Best way to read a large file into a byte array in C#?
I have a web server which will read large binary files (several megabytes) into byte arrays. The server could be reading several files at the same time (different page requests), so I am looking for the most optimized way for doing this without taxing the CPU too much. Is the code below good enough?
public byte[] FileToByteArray(string fileName)
{
byte[] buff = null;
FileStream fs = new FileStream(fileName,
FileMode.Open,
FileAccess.Read);
BinaryReader br = new BinaryReader(fs);
long numBytes = new FileInfo(fileName).Length;
buff = br.ReadBytes((int) numBytes);
return buff;
}
Simply replace the whole thing with:
return File.ReadAllBytes(fileName);
However, if you are concerned about the memory consumption, you should not read the whole file into memory all at once at all. You should do that in chunks.

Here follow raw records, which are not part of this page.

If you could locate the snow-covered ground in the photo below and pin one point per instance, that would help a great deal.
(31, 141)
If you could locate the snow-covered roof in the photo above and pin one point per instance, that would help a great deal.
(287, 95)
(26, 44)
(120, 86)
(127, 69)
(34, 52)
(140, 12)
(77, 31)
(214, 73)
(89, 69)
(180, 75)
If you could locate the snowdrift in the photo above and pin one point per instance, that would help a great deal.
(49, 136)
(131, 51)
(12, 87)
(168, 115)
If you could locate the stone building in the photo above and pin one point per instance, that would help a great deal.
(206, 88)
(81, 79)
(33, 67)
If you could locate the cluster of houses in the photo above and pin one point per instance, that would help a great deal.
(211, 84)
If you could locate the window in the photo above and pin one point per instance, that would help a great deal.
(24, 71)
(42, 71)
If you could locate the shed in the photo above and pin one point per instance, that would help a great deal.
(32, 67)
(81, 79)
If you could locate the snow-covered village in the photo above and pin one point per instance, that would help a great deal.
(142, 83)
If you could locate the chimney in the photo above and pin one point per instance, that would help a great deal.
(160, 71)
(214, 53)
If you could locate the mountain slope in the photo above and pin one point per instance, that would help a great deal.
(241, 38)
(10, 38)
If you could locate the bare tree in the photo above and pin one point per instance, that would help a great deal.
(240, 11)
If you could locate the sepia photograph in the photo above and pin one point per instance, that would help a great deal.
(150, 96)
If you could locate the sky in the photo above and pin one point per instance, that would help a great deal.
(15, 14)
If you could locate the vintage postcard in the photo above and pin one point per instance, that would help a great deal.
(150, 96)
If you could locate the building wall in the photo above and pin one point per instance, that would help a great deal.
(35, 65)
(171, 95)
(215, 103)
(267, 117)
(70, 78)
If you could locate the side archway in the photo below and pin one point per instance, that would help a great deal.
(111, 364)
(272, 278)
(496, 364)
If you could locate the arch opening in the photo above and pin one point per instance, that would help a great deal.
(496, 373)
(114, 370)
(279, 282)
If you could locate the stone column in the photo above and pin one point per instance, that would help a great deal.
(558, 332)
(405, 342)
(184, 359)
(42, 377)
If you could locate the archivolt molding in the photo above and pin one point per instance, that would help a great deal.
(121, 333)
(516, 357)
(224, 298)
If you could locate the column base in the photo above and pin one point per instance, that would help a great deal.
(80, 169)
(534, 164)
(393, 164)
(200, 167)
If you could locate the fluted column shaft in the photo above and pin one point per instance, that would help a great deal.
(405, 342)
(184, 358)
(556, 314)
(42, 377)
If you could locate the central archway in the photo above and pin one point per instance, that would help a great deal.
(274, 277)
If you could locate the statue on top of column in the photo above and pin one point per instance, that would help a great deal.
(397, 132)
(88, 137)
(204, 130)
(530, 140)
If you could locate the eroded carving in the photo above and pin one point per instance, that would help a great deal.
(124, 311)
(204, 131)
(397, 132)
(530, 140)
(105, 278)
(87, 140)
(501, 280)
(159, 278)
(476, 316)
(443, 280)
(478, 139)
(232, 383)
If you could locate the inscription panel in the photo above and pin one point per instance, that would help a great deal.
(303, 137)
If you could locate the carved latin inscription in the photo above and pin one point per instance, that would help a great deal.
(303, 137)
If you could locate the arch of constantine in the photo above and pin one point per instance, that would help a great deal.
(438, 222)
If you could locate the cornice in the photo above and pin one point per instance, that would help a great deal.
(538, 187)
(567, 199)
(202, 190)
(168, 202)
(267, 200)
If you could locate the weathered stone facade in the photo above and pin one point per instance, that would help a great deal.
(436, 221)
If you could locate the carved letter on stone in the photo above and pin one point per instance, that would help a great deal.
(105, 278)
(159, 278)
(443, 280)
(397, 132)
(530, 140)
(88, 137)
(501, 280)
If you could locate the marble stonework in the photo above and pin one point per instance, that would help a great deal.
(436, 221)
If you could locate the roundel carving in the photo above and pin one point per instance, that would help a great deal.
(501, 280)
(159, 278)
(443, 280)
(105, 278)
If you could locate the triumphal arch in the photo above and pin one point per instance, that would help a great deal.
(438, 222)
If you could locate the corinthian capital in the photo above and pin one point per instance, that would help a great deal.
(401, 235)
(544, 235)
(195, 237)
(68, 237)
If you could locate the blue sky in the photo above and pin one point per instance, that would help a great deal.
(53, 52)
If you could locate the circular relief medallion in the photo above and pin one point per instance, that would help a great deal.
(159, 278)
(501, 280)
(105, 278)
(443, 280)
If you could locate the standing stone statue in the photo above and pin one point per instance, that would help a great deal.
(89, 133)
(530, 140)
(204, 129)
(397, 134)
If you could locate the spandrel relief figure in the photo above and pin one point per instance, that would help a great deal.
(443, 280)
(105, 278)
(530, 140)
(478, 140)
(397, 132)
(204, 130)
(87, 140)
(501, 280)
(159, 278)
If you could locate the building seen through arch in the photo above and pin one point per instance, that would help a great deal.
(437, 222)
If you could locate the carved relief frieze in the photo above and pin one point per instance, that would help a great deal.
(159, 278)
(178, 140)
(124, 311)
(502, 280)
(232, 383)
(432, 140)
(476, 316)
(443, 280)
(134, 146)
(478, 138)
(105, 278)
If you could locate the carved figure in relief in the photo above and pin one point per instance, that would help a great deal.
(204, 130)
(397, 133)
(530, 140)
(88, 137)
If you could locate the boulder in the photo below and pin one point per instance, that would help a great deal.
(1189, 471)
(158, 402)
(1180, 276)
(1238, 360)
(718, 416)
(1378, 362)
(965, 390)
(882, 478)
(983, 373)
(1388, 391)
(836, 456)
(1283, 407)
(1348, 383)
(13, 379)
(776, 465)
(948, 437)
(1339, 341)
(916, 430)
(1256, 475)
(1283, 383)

I might argue that the answer here generally is "don't". Unless you absolutely need all the data at once, consider using a Stream
-based API (or some variant of reader / iterator). That is especially important when you have multiple parallel operations (as suggested by the question) to minimise system load and maximise throughput.
For example, if you are streaming data to a caller:
Stream dest = ...
using(Stream source = File.OpenRead(path)) {
byte[] buffer = new byte[2048];
int bytesRead;
while((bytesRead = source.Read(buffer, 0, buffer.Length)) > 0) {
dest.Write(buffer, 0, bytesRead);
}
}
I would think this:
byte[] file = System.IO.File.ReadAllBytes(fileName);
Your code can be factored to this (in lieu of File.ReadAllBytes):
public byte[] ReadAllBytes(string fileName)
{
byte[] buffer = null;
using (FileStream fs = new FileStream(fileName, FileMode.Open, FileAccess.Read))
{
buffer = new byte[fs.Length];
fs.Read(buffer, 0, (int)fs.Length);
}
return buffer;
}
Note the Integer.MaxValue - file size limitation placed by the Read method. In other words you can only read a 2GB chunk at once.
Also note that the last argument to the FileStream is a buffer size.
I would also suggest reading about FileStream and BufferedStream.
As always a simple sample program to profile which is fastest will be most beneficial.
Also your underlying hardware will have a large effect on performance. Are you using server based hard disk drives with large caches and a RAID card with onboard memory cache? Or are you using a standard drive connected to the IDE port?